Some of the things we do know:
- The word “menstruation” is derived from the Latin menstruus, meaning ‘monthly’ which also resembles the Old English monadblot, which translates to “month blood”. The use of the word period starts to turn up in 1822 and its meaning is sadly quite obvious - just means a repeated cycle of events (which feels like AN ETERNITY!)
- Women likely experienced a much lighter and even inconsistent menstrual cycle - due to malnourishment, life expectancy and lastly, due to the fact that women started menopause as early as 40. Today it is most common for women to begin menopause around 50.
- Menstruating women were associated with magic and sorcery. In later times, this would be translated into “hysteria”. Roman philosopher and naturalist, Pliny the Elder wrote that a menstruating woman could stop hail storms and lightning, as well as kill crops. A lasting notion that lasted well into the early 1900s, was that menstrual blood is poisonous and spoils both food and drink. According to the New York Times, many of these taboos still exist, namely in rural India where the widespread belief is that pickles will rot if touched by a menstruating woman.
We know where the word derives from, that the experience around having a period has changed and lastly, that there have been crazy myths surrounding menstruation since the beginning of time... However, the history of feminine hygiene products is still a bit of a mystery, as no one really knows what women used or what they experienced when they had their period in ancient times.
According to the history of menstrual products, some historians suggest that the Ancient Egyptians may have used tampons made of softened papyrus, the Ancient Greeks used bits of wood with lint wrapped around them and the Romans used pads (and tampons) made of wool.
The history of menstrual products is actually quite a long one. “Disposable napkins” first hit the market and media, in 1888, but due to ongoing stigmas, many of the advertisements were not published. With limited traction, the disposable napkins were taken off shelves. Thank you, Mary Beatrice Davidson Kenner. In the heart of the roaring 1920s, disposable pads entered and were held up by a sanitary belt (not as chic as it sounds!) Kotex, created by the personal health brand Kimberly Clark, was the first successful disposable napkin inspired by the cellucotton that nurses used to treat wounds throughout World War I.
Ok, let’s go back in time (again) -
There isn’t much information around women on their periods in medieval times however it is said that many women used cloths or rags hence the evolution of the phrase “on the rag” (which as we know is still used today). Although it was extremely common for women to free bleed through their clothes as not everyone had access to these alternative resources.
Similarly to the many myths surrounding menstruation, religion strained and shamed those with periods. It was super common for girls and women to hide their periods from family, friends and partners. With the ongoing burden of shame, many women would carry around pochettes of various herbs during their cycle to detract from the supposed smell of blood. Much of the rituals around menstruation were how to conceal it and reduce it - a common “cure” was to burn a toad, wear its ashes and the heaviness of your flow would be reduced along with cramps. How does one even get their hands on a toad!?
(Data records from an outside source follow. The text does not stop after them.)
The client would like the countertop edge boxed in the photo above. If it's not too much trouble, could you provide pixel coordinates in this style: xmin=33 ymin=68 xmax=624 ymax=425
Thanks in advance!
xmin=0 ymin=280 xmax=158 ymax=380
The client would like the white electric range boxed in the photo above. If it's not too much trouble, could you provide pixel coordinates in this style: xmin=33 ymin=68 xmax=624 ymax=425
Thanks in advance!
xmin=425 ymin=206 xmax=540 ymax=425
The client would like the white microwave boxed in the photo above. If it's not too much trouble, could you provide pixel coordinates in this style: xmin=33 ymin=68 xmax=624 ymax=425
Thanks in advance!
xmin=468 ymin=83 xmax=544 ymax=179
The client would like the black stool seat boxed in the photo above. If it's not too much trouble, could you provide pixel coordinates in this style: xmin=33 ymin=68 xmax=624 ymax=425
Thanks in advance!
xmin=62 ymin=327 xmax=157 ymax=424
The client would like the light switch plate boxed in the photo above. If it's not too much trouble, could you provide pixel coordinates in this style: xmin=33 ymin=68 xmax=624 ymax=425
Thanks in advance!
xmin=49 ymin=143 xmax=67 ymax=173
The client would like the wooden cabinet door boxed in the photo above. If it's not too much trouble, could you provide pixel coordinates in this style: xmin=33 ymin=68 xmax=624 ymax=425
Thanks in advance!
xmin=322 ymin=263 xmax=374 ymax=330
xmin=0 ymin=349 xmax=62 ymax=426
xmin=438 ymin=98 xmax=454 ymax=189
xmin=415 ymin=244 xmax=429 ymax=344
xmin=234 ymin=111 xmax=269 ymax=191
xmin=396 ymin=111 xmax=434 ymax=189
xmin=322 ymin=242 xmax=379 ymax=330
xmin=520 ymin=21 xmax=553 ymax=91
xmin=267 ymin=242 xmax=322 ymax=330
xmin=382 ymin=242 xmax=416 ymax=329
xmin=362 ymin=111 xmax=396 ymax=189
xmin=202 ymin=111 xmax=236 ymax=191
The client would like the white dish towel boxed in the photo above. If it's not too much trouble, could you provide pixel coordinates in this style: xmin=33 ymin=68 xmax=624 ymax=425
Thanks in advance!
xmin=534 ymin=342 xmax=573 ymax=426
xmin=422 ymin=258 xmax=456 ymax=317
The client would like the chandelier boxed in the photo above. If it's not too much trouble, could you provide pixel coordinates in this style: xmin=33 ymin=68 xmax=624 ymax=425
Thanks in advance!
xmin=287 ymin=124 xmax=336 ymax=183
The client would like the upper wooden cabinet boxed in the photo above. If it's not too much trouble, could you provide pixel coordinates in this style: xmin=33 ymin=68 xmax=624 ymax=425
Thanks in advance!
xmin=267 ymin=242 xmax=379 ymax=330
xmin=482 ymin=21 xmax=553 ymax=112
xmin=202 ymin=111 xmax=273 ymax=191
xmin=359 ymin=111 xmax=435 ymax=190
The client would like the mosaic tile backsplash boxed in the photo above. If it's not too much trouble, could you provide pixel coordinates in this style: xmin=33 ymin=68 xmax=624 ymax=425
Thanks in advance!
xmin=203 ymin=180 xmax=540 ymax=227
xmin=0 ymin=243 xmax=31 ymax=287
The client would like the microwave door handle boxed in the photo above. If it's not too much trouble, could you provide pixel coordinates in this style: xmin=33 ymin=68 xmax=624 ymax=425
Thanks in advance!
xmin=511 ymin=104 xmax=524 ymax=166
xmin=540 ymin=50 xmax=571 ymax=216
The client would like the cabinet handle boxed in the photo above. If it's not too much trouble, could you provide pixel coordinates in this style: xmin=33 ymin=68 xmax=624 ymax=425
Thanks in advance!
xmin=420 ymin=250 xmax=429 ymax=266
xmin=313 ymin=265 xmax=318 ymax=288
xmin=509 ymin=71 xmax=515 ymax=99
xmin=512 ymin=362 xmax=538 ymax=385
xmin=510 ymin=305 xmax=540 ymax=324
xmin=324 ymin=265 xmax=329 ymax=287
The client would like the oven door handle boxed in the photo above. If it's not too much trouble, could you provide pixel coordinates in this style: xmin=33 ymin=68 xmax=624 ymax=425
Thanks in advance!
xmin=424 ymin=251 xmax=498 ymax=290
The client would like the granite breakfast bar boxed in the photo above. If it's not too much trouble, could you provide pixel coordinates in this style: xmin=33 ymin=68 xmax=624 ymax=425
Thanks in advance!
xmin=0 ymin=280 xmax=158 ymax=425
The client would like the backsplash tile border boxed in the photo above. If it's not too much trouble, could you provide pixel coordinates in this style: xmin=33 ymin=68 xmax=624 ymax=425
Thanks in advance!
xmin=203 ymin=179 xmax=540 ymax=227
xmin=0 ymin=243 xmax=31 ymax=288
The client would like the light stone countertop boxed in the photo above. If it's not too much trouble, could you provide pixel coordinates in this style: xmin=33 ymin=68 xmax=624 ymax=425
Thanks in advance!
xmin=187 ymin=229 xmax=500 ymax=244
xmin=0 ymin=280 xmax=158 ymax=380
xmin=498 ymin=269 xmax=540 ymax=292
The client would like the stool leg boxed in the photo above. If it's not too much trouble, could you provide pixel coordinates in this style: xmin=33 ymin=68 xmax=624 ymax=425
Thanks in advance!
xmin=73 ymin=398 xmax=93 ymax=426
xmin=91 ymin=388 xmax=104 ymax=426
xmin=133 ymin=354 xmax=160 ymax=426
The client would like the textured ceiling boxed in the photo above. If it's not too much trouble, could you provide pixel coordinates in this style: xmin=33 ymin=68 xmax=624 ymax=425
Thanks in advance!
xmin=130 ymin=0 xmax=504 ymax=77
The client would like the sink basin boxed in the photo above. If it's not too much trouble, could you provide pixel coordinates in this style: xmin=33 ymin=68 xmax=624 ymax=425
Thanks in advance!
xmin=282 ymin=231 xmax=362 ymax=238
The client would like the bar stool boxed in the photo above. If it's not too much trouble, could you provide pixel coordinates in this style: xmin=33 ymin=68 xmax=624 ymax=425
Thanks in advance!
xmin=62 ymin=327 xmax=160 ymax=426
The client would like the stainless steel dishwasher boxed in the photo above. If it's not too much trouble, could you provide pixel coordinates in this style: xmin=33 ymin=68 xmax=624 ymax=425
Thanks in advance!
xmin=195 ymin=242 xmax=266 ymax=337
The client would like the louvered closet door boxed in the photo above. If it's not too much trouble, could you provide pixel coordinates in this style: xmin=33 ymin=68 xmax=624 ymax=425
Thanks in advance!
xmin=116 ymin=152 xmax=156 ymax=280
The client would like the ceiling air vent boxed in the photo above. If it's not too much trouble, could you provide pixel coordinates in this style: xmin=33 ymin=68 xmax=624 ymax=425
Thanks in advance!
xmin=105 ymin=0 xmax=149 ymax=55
As time progressed, information did not. In fact much of what is known about menstruation and the shared experience has been illuminated in the last 50 years. During the Victorian era, people finally established that it wasn’t sanitary (or comfortable) for women to bleed through their clothes. This is likely also due the influx of industrialization and slowly into the 1900s women in the workforce. At this point it became apparent that something needed to change and thus the history of menstrual products begins. As mentioned previously, the sanitary belt became the main product used by women from the 1890s to the 1970s featuring a washable pad that attached to a belt around the waist. As the mid 1970s hit, the introduction of self-adhesive pads hit the market and thus the end of the wildly inconvenient sanitary belt. The introduction of these pads, of course leads to products we presently see in store.
You may be wondering about tampons…
They were invented in 1929 by Dr.Earle Haas. Dr. Haas developed a plug of cotton inserted into the vagina using two cardboard tubes, removed by a cord that hung outside the vagina. The idea was given to him by a friend who would place a sponge inside her vagina to absorb menstrual blood.
So where are we now in the history of periods?
Still actively working on reducing the shame of menstruation and ensuring that these conversations are being bridged. Many young girls (who become women!) don’t know some of the most basic scientific principles about their periods and we hope articles like this one cast a more in depth light on the history and shared experiences of humans with vaginas. As it pertains to feminine hygiene products, these are ever-evolving- absorbencies, the inclusion of essential oils ;) and so on but born of the same use cases and needs.